Objectives/Hypothesis

Although chronic obstructive pulmonary disease (COPD) is a common comorbidity in patients undergoing laryngeal cancer surgery, the impact of this comorbidity in this setting is not well established. In this analysis, we used the Nationwide Inpatient Sample (NIS) to elucidate the impact of COPD on outcomes after laryngectomy for laryngeal cancer.

Methods

The NIS was queried for patients admitted from 1998 to 2010 with laryngeal cancer who underwent total or partial laryngectomy. Patient demographics, type of admission, length of stay, hospital charges, and concomitant diagnoses were analyzed.

Results

Our inclusion criteria yielded a cohort of 40,441 patients: 3,051 with COPD and 37,390 without.
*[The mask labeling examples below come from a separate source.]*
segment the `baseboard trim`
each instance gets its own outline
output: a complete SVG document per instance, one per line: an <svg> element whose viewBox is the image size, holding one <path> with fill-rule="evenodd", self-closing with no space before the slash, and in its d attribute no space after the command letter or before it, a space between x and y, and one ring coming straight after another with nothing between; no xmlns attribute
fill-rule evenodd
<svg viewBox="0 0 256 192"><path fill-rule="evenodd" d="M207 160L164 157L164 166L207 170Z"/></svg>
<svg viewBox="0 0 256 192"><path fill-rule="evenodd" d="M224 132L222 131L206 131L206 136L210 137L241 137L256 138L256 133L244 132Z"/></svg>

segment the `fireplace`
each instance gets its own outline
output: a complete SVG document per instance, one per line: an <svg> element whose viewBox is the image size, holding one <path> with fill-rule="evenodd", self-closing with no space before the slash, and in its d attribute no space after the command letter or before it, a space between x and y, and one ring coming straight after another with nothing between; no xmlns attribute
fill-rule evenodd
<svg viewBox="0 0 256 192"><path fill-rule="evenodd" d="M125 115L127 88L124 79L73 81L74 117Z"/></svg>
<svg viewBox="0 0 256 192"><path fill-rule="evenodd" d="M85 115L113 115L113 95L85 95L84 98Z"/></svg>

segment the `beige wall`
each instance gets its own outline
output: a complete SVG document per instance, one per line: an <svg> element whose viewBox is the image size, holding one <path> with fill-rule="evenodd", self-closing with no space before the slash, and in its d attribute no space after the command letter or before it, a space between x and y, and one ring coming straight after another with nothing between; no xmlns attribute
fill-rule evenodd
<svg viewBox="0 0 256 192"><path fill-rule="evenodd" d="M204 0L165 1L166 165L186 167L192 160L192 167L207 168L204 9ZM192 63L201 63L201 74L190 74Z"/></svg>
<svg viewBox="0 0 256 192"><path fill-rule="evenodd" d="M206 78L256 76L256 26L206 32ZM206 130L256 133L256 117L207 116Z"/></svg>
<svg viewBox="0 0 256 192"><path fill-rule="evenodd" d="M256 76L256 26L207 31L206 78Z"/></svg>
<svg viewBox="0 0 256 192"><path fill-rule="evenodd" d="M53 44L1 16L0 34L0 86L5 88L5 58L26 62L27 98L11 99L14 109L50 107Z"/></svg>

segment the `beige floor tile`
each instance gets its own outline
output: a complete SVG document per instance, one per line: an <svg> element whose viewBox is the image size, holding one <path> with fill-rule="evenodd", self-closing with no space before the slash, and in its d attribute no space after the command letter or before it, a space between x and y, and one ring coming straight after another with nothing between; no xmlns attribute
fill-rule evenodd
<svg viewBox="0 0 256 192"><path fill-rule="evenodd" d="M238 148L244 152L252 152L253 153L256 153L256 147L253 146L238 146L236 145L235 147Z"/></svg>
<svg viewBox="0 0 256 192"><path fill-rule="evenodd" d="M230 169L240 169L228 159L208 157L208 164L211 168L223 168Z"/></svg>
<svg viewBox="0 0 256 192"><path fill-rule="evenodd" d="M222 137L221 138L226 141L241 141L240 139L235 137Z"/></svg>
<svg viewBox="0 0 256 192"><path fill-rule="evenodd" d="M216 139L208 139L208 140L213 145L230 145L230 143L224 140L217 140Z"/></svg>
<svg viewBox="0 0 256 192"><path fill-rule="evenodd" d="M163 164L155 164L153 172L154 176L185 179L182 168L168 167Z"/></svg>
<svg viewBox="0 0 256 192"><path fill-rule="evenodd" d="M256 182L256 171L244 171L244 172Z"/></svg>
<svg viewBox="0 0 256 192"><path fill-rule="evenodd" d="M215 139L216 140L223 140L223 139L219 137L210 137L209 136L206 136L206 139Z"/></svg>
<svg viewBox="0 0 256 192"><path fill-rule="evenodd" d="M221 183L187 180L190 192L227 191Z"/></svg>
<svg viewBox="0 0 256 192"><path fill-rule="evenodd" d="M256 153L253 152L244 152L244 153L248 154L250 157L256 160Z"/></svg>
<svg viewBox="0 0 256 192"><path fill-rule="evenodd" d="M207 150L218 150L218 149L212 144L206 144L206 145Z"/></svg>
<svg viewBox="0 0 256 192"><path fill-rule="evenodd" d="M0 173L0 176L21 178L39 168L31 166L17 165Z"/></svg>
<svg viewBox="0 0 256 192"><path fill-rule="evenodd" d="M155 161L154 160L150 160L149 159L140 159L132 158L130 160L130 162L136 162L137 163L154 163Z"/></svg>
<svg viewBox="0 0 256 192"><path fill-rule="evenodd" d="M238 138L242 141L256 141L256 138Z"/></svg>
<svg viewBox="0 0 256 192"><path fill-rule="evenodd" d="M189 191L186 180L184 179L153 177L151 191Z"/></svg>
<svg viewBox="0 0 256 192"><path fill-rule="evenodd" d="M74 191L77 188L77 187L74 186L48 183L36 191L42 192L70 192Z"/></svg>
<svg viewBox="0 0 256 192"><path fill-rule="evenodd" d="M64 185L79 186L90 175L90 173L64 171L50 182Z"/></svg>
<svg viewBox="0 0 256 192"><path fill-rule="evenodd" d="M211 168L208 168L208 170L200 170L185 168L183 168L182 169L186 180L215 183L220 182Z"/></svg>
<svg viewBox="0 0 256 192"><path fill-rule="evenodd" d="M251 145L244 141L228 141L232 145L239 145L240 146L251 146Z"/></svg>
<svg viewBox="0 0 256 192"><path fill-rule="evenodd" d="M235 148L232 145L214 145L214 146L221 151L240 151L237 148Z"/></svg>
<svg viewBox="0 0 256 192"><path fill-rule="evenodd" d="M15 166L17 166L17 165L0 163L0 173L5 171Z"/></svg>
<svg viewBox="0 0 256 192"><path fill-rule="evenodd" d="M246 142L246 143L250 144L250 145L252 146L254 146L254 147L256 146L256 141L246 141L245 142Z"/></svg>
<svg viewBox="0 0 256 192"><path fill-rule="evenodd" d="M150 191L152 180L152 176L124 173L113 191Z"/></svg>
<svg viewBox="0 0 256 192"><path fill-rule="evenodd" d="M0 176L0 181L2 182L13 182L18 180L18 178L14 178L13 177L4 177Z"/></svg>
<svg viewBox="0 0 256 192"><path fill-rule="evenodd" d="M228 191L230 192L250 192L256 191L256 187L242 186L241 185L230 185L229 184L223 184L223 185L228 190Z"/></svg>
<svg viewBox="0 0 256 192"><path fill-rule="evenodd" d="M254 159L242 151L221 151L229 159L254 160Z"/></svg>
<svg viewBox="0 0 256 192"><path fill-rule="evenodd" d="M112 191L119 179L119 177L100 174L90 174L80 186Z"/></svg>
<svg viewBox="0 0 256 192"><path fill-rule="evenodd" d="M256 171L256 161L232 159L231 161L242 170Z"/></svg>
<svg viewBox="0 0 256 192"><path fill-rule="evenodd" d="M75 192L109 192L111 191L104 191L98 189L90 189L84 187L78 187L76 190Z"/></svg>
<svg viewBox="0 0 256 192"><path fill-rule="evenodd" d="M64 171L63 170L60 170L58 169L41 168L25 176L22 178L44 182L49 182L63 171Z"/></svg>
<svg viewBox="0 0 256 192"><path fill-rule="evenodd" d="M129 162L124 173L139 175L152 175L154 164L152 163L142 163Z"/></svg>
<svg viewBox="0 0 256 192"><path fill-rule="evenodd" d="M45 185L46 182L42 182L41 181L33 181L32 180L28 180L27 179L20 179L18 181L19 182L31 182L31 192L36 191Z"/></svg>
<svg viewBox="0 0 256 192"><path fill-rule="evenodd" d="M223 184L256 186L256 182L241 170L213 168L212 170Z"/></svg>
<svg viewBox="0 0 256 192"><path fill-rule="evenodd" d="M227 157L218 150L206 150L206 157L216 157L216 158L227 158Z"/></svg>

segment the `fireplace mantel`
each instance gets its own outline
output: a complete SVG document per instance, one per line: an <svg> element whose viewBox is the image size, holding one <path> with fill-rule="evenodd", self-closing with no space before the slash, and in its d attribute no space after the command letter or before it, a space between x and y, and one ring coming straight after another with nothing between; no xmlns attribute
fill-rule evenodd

On average, COPD was associated with an additional $12,500 (P < 0.001) in hospital charges and an additional 1.4 days (P < 0.001) of hospital stay. There was no significant difference in incidence of in-hospital mortality between the COPD and non-COPD groups after total laryngectomy (1.1% in COPD vs. 1.0% in non-COPD; P = 0.776); however, there was an increased incidence of in-hospital mortality in the COPD group compared to the non-COPD group after partial laryngectomy (3.4% in COPD vs. 0.4% in non-COPD; P < 0.001). Multivariate adjusted logistic regression revealed that COPD was associated with greater odds of pulmonary complications after both partial laryngectomy (odds ratio [OR] = 3.198; P < 0.001) and total laryngectomy (OR = 1.575; P < 0.001).

Conclusion

Chronic obstructive pulmonary disease appears to be associated with greater hospital charges, length of stay, and postoperative pulmonary complications in patients undergoing laryngectomy for laryngeal cancer. Chronic obstructive pulmonary disease after partial, but not total, laryngectomy appears to be associated with increased risk of in-hospital mortality.